Zulip Chat Archive
Stream: new members
Topic: linear independent with a non-hardcoded list of vectors
David Chanin (Jul 25 2022 at 10:38):
I understand I can say linear_independent ℝ ![![1,2,3], ![4,5,6]] when I have a hardcoded matrix like this, but I can't figure out how to say a list of vectors of length m are linearly independent. I'm trying to prove the following:
If v1,v2,...,vm is linearly independent in V, then 5v1-4v2, v2,...,vm then is also linearly independent.
I tried using a set with insert as follows, but linear_independent seems like it needs a matrix and not a set of vectors.
example
(k : Type)
(V : Type)
[field k] [add_comm_group V] [module k V]
(v1 v2 : V)
(remainingV: set V)
:
linear_independent k (insert v1 (insert v2 remainingV)) → linear_independent k (insert (5 • v1 - 4
• v2) (insert v2 remainingV))
:= begin
sorry
end
Is there a way to specify a matrix that's a set of vectors of length m without hardcoding specific vectors into a matrix?
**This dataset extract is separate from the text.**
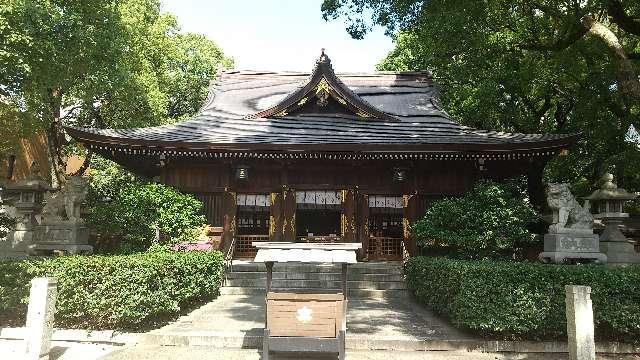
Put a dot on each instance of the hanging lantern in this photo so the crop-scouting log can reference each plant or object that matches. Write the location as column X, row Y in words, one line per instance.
column 242, row 173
Eric Wieser (Jul 25 2022 at 11:38):
Perhaps what you're missing is that ![a, b, c] is notation for matrix.vec_cons a ![b, c]
Eric Wieser (Jul 25 2022 at 11:38):
insert is used for {a, b, c} notation
Eric Wieser (Jul 25 2022 at 11:39):
However, there's another way out here; while with ![a, b, c] you're using fin 3 as the index type, you can work with {a, b, c} if you use coe_sort {a, b, c} as the index type and coe as the function!
Eric Wieser (Jul 25 2022 at 11:40):
Indeed, that's how docs#linear_independent_insert is stated
Eric Wieser (Jul 25 2022 at 11:41):
David Chanin said:
I tried using a set with
insertas follows, butlinear_independentseems like it needs a matrix and not a set of vectors.
Strictly speaking, ![![1,2,3], ![4,5,6]] is a tuple of tuples (or vector of vectors); a matrix would be !![1,2,3; 4,5,6].
David Chanin (Jul 25 2022 at 19:45):
aah ok, I think I understand what you mean (at least with vec_cons). I can write the following and it doesn't error! Now just need to figure how to actually prove it...
open matrix
example
(k : Type)
(V : Type)
(m : ℕ)
[field k] [add_comm_group V] [module k V]
(v1 v2 : V)
(baseV: fin m → V)
:
linear_independent k (vec_cons v1 (vec_cons v2 baseV)) → linear_independent k (vec_cons (5 • v1 - 4
• v2) (vec_cons v2 baseV))
:= begin ... end
David Chanin (Jul 25 2022 at 19:56):
Thank you so much for the tips!
Eric Wieser (Jul 25 2022 at 20:16):
docs#linear_independent_fin_cons, docs#linear_independent.fin_cons'
Eric Wieser (Jul 25 2022 at 20:17):
matrix.vec_cons is defined as equal to docs#fin.cons, because the latter often elaborates badly due to dependent types
Last updated: Dec 20 2023 at 11:08 UTC